Ibrahim Dème a étudié le droit en France, à Metz et Nancy, avant de suivre le cours complémentaire en droit luxembourgeois. Il est, depuis le 1er avril 2021, stagiaire judiciaire au sein de l’étude Lextrust.

Sa plaidoirie avait pour titre: «La vérité, elle est toujours belle et terrible, c’est pourquoi il faut l’aborder avec beaucoup de précautions.»

«Monsieur le président,

Mesdames, messieurs les membres du jury,

Chères consœurs, chers confrères,

Avant de commencer mon exposé, je voudrais d’abord poser une question: Est-ce que certains dans cette salle pensent que toute vérité est bonne à dire? Ou est-ce qu’il y en a parmi vous qui pensent qu’un bon mensonge vaut mieux qu’une mauvaise vérité?

Je voudrais profiter de la tribune qui m’est offerte aujourd’hui pour faire un zoom sur trois séquences médiatiques en France à propos de la vérité qui ont défrayé la chronique.

D’abord en 1986, avec le fameux nuage radioactif de Tchernobyl, puis en 2010 avec le scandale du Mediator, et enfin, plus récemment, en 2020, avec l’épidémie de coronavirus.

Lorsqu’il y a eu l’explosion de la centrale de Tchernobyl, le directeur du service de protection contre la radioactivité, le docteur Pierre Pellerin, a déclaré qu’il n’y avait pas de risques pour la santé publique en France des suites de Tchernobyl malgré l’augmentation de la radioactivité mesurée dans l’air.

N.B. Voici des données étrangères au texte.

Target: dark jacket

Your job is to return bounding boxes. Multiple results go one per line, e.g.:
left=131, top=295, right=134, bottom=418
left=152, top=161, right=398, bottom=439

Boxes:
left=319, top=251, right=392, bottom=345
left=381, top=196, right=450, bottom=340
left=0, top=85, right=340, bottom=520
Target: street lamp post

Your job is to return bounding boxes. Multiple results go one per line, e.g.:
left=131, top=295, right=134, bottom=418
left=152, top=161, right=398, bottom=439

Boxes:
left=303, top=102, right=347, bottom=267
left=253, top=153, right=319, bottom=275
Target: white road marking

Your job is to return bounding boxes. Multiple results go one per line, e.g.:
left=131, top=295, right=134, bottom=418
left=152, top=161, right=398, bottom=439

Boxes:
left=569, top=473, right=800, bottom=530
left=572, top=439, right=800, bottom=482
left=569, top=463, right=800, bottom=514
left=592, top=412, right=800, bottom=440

Immédiatement, cette déclaration est reprise par les médias, qui racontent que ‘le nuage s’est arrêté aux frontières’.

La présentatrice du journal météo de TF1, Brigitte Simonetta, annonce le 30 avril 1986 que les prévisions météorologiques permettent de dire que le nuage ne devrait pas survoler la France grâce à la présence d’un anticyclone.

Les médias ont cru bon à travers cette annonce de faire croire à la France que sa population serait épargnée des conséquences de l’explosion et des effets néfastes du nuage radioactif.

Mais la vérité, c’est que l’explosion de Tchernobyl a affecté tant la France que les autres pays de l’Europe à des niveaux encore détectables aujourd’hui.

Après le mensonge sur les conséquences de l’explosion de Tchernobyl, nous avons assisté au scandale du Mediator, qui a amorcé au début des années 2010.

Ce scandale illustre parfaitement la vigilance que nous devons toutes et tous avoir à l’égard du mensonge.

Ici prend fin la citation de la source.